Cooking competition PBS show

The Great American Recipe is an American cooking competition television series that airs on PBS. Each season, home cooks from across the United States showcase America's diverse cuisine and compete to have one of their dishes named the "Great American Recipe." Following the first season, subsequent seasons used a no-elimination format to allow each contestant more time to share their story and hone their culinary skills.

==Seasons==
===Season 1===
The first season was filmed in Caroline County, Virginia. The judges were Tiffany Derry, Graham Elliot, and Leah Cohen, with Alejandra Ramos hosting.

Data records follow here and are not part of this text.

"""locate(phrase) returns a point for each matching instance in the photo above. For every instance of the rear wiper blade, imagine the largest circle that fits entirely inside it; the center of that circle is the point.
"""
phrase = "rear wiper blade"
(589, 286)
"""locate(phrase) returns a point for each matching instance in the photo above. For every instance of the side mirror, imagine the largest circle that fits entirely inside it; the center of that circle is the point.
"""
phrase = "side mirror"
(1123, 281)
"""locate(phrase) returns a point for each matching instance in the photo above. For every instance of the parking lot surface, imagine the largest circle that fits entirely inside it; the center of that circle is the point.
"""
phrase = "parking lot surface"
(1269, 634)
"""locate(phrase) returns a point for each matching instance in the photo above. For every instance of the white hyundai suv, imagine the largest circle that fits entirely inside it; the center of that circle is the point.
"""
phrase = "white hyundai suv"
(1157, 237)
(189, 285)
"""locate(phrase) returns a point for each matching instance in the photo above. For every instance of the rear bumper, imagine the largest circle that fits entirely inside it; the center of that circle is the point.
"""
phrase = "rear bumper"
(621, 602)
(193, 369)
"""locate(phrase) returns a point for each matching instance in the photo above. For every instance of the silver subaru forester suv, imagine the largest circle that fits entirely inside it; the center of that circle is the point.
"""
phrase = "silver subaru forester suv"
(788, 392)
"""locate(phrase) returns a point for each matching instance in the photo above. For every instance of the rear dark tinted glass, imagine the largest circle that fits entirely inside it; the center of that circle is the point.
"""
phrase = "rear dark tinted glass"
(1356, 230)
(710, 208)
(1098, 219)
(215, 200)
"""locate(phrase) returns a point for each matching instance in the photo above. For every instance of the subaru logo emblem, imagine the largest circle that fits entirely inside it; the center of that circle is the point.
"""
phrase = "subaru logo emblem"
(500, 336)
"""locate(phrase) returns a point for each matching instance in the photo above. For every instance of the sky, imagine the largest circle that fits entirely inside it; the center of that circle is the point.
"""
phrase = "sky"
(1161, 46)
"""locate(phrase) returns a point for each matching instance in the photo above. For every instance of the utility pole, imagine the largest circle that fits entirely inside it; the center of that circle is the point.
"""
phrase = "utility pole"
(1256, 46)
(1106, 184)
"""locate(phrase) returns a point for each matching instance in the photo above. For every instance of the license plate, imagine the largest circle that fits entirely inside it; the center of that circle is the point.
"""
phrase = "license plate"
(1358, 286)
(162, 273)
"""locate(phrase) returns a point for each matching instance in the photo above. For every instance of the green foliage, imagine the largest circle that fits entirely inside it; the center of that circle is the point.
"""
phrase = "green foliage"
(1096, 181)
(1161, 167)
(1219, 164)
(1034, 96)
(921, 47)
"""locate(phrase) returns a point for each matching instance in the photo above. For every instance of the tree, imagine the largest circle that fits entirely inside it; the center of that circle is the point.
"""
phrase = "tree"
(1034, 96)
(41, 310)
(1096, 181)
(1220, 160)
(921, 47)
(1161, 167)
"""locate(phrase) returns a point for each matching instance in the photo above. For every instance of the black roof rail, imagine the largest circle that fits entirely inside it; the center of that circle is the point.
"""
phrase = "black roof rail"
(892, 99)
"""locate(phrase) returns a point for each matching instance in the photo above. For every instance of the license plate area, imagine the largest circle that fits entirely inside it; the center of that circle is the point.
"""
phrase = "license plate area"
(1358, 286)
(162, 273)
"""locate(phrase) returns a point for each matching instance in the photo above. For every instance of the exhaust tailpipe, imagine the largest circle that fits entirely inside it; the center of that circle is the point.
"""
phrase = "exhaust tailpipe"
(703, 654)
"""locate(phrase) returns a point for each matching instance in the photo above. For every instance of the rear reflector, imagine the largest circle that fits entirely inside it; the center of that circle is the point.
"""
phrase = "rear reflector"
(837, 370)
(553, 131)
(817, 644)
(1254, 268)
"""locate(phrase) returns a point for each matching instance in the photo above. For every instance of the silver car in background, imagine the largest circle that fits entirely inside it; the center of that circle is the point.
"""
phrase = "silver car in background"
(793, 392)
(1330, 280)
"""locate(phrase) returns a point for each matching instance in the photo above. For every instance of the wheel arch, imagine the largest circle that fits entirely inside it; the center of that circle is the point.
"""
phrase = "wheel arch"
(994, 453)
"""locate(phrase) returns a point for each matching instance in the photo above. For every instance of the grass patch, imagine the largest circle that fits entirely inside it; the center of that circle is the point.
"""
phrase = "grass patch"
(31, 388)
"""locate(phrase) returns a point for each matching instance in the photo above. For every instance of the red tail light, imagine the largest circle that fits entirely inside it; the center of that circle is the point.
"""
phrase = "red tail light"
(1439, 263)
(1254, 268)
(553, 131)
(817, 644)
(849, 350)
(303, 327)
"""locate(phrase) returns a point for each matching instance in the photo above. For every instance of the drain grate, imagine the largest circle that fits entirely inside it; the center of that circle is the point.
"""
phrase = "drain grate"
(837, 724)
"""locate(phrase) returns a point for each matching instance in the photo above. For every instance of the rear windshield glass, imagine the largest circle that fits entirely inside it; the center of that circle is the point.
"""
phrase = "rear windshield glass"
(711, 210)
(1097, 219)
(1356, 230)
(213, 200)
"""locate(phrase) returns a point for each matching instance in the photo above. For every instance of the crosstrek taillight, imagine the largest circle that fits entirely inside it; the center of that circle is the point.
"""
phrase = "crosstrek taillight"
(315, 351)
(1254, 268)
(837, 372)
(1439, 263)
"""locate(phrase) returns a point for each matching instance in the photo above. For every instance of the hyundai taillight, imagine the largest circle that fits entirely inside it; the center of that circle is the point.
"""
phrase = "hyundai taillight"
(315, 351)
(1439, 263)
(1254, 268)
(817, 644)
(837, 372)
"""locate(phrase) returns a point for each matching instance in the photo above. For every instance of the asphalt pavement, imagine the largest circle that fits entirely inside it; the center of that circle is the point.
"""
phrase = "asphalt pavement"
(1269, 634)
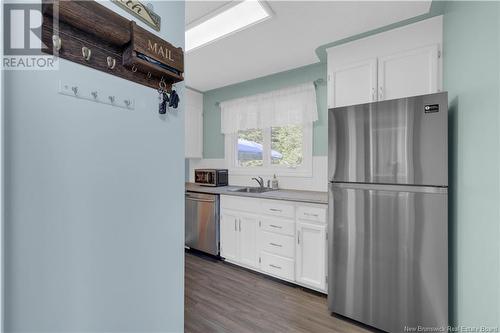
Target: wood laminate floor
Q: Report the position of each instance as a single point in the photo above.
(221, 297)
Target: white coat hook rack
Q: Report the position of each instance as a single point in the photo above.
(95, 95)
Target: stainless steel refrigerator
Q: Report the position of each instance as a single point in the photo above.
(388, 212)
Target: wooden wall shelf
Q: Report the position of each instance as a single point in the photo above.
(117, 46)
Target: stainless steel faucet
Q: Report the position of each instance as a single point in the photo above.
(260, 181)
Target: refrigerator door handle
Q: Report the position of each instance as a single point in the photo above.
(393, 188)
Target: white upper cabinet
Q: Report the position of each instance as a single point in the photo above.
(193, 120)
(398, 63)
(353, 83)
(408, 73)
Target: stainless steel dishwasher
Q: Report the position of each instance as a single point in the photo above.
(202, 222)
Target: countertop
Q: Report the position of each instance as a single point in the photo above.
(290, 195)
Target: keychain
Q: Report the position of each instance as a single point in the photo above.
(163, 98)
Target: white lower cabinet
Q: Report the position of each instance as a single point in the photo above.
(310, 266)
(229, 235)
(284, 239)
(248, 240)
(238, 237)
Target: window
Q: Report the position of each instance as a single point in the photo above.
(285, 150)
(286, 145)
(250, 148)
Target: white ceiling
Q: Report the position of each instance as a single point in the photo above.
(286, 41)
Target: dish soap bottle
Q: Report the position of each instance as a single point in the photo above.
(275, 182)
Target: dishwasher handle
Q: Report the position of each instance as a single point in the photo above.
(193, 198)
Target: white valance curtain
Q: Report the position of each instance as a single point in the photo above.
(289, 106)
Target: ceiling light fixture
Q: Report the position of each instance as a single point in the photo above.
(225, 21)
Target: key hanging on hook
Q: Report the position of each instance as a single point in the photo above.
(162, 97)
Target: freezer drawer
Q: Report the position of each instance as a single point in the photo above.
(388, 257)
(402, 141)
(202, 222)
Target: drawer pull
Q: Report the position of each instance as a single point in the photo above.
(311, 214)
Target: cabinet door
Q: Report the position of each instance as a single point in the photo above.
(247, 226)
(193, 120)
(408, 73)
(311, 251)
(229, 236)
(353, 84)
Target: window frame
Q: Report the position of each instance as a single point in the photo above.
(268, 169)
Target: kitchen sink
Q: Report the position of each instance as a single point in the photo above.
(252, 190)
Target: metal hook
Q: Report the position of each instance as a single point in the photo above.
(111, 62)
(86, 53)
(57, 42)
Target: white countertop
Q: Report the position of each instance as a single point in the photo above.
(290, 195)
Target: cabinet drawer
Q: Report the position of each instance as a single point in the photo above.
(277, 244)
(276, 265)
(281, 226)
(278, 208)
(317, 214)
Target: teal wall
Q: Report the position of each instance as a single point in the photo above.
(471, 76)
(213, 140)
(94, 219)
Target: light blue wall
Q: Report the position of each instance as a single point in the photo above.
(94, 230)
(472, 78)
(213, 140)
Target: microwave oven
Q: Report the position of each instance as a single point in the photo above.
(211, 177)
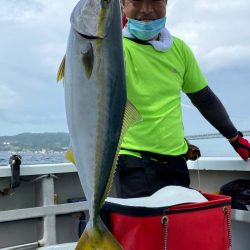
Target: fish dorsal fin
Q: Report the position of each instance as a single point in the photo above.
(60, 73)
(70, 156)
(131, 116)
(88, 60)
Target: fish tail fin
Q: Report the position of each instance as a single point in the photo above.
(60, 73)
(97, 237)
(70, 156)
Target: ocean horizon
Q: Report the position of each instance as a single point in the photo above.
(30, 158)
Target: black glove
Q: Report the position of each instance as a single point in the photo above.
(193, 152)
(241, 146)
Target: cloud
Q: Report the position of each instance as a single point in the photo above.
(8, 96)
(20, 10)
(216, 32)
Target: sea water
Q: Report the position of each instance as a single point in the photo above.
(30, 158)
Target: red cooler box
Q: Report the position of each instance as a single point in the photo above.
(196, 226)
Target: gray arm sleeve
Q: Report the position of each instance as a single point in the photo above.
(213, 110)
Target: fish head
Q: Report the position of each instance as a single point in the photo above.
(92, 18)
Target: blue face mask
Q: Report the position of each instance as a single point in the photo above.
(146, 30)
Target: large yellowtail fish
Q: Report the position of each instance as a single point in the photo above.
(97, 109)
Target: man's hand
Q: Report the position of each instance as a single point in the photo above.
(241, 146)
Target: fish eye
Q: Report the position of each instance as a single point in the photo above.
(105, 2)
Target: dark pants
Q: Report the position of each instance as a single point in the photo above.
(140, 177)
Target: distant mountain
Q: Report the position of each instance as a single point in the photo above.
(35, 142)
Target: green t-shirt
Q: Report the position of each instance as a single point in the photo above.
(154, 84)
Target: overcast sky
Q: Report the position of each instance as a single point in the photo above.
(33, 41)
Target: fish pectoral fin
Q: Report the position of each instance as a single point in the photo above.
(70, 156)
(88, 60)
(97, 237)
(131, 116)
(60, 73)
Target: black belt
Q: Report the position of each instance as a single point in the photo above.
(154, 156)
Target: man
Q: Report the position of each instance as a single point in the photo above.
(158, 68)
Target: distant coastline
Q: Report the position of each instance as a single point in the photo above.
(40, 143)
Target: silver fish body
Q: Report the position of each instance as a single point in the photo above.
(95, 101)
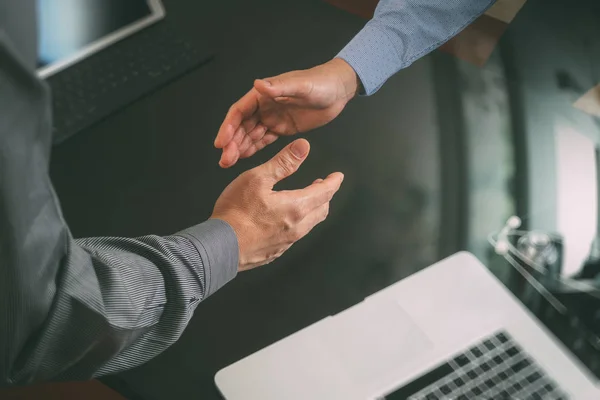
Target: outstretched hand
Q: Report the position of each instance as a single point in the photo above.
(268, 222)
(285, 105)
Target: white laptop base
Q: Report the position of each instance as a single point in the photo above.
(451, 331)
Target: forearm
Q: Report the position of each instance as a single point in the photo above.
(403, 31)
(73, 309)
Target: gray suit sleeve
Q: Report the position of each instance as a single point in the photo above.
(77, 308)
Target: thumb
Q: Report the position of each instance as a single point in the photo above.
(284, 86)
(286, 162)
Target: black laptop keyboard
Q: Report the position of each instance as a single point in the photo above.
(118, 75)
(496, 368)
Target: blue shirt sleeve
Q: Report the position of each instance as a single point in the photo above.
(403, 31)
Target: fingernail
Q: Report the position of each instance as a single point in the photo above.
(300, 148)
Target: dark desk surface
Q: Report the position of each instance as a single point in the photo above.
(438, 159)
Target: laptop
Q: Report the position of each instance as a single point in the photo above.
(451, 331)
(100, 55)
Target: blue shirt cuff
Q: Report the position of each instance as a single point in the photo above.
(373, 57)
(217, 245)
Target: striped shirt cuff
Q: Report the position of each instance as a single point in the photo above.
(217, 244)
(373, 56)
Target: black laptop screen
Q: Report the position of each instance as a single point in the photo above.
(66, 27)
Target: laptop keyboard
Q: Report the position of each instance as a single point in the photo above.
(495, 368)
(118, 75)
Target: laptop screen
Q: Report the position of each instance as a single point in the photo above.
(70, 30)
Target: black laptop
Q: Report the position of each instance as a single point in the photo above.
(100, 55)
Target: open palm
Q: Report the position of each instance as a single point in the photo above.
(285, 105)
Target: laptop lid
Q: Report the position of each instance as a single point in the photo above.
(71, 30)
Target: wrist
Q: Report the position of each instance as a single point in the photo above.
(349, 79)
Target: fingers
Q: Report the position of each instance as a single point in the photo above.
(286, 85)
(319, 193)
(254, 136)
(311, 220)
(286, 162)
(239, 143)
(241, 110)
(230, 155)
(261, 144)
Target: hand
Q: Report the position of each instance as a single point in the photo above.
(267, 222)
(285, 105)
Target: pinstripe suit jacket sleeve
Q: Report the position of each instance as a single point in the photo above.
(74, 309)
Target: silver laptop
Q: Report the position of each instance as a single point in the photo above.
(451, 331)
(71, 30)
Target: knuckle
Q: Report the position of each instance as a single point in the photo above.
(295, 235)
(296, 214)
(286, 165)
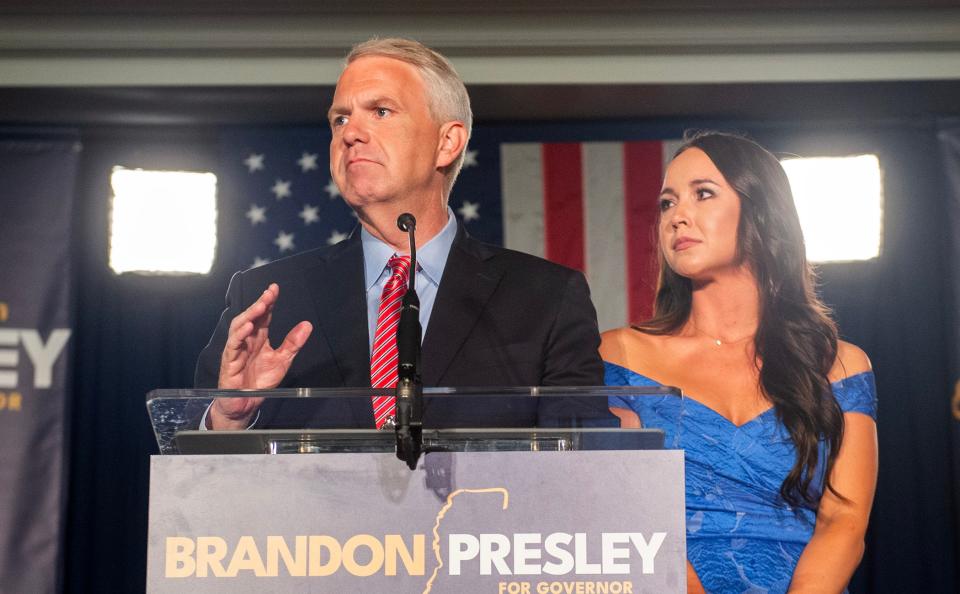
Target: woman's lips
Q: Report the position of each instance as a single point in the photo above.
(682, 243)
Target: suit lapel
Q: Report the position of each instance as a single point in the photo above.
(467, 284)
(337, 286)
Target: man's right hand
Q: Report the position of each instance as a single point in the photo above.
(250, 363)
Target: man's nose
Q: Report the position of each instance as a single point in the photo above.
(353, 132)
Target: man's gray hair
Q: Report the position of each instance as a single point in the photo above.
(446, 93)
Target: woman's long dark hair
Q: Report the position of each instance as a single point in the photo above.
(796, 341)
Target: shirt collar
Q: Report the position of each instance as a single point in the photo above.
(431, 257)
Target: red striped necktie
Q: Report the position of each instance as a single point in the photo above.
(383, 359)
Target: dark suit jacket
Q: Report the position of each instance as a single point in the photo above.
(500, 318)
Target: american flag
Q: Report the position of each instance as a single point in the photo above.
(585, 204)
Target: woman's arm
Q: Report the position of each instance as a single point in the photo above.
(832, 555)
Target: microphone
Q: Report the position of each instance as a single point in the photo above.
(409, 393)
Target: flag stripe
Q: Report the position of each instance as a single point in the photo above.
(563, 204)
(606, 248)
(522, 189)
(642, 172)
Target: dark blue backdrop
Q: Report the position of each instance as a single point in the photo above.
(135, 333)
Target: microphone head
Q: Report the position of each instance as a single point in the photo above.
(406, 222)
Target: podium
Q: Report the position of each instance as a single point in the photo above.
(572, 505)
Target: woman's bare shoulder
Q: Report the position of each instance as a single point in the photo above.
(850, 361)
(628, 346)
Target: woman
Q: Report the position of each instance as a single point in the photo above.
(778, 416)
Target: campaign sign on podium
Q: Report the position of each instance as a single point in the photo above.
(601, 521)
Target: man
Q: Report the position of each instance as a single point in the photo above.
(401, 120)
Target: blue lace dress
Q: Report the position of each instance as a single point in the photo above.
(741, 536)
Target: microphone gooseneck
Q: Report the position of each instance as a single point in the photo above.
(409, 393)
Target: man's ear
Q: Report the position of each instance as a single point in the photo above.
(453, 140)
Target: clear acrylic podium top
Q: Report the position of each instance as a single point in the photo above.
(322, 420)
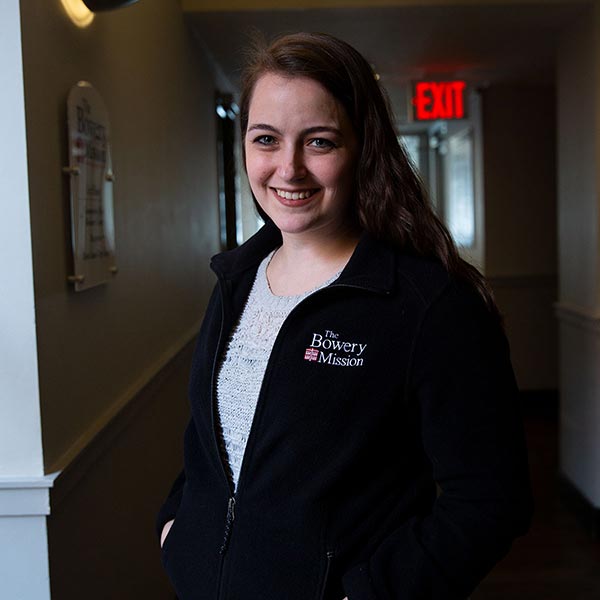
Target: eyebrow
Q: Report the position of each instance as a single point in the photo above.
(307, 131)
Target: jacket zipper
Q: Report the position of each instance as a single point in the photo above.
(326, 577)
(232, 496)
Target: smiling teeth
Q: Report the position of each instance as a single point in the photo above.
(294, 195)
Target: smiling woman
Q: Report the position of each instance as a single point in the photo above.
(350, 366)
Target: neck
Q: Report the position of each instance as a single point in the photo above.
(304, 262)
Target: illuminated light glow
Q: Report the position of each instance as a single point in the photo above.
(78, 12)
(439, 100)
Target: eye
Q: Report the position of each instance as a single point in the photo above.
(264, 140)
(322, 143)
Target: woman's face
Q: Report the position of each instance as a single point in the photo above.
(301, 154)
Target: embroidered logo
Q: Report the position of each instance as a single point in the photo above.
(311, 354)
(327, 348)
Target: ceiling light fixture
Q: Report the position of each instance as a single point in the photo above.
(102, 5)
(78, 12)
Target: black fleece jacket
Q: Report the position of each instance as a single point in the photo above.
(391, 380)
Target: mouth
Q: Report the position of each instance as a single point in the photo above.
(294, 194)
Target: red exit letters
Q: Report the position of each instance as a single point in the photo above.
(439, 100)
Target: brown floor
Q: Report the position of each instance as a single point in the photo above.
(557, 559)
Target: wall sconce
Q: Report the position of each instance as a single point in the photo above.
(81, 12)
(102, 5)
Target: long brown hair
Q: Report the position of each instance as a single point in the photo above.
(390, 202)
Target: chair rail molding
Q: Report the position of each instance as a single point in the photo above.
(577, 316)
(25, 496)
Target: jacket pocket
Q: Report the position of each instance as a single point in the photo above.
(323, 589)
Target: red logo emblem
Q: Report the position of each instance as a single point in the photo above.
(311, 354)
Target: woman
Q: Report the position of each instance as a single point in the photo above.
(352, 360)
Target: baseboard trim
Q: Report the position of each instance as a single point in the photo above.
(98, 440)
(585, 512)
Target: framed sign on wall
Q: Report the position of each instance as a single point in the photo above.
(91, 188)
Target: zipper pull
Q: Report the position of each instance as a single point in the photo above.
(228, 524)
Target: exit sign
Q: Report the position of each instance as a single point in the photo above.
(439, 100)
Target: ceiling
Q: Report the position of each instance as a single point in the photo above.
(482, 44)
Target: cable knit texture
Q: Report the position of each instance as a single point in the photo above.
(245, 361)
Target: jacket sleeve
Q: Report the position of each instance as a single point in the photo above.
(472, 433)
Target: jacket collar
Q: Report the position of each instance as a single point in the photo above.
(372, 265)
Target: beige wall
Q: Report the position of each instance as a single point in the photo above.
(519, 133)
(579, 234)
(118, 449)
(102, 544)
(97, 347)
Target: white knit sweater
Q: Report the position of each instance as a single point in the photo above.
(244, 363)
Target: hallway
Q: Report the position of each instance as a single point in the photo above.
(558, 559)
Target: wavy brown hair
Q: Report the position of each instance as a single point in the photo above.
(390, 201)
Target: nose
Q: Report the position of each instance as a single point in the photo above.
(291, 165)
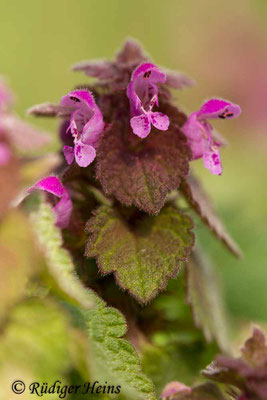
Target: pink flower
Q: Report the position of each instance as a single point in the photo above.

The first winner of The Great American Recipe was Silvia Martinez, a blogger in San Luis Obispo, California. The companion cookbook, The Great American Recipe Cookbook, features her recipe for chiles en nogada on the cover.

===Season 2===
The second season was again judged by Derry, Elliot, and Cohen, with Ramos returning as host. Filming for the first seven episodes returned to Caroline County, then moved to Montgomery County, Texas, for the finale.

Beginning in Season 2, contestants stayed on from week to week until the end of the penultimate episode, when the three top-performing cooks were chosen to advance to the final.

The winner of Season 2 was Brad Mahlof, a real estate developer in New York City. The Great American Recipe Cookbook: Season Two Edition features his recipe for mafrum and salatim on the cover.

===Season 3===
In Season 3, filming took place in Nashville, Tennessee, with Timothy Hollingsworth and Francis Lam replacing Graham Elliot and Leah Cohen. Season 1's winner, Silvia, returned as a guest judge in the final episode.

Recipes were still posted to the PBS website, but no further editions of the cookbook were published.

The winner of Season 3 was Adjo Honsou, a former biotech scientist and food truck owner in St. Louis, Missouri.

===Season 4===
Derry, Hollingsworth, Lam, and Ramos returned to Nashville for a six-episode Season 4 with eight home cooks.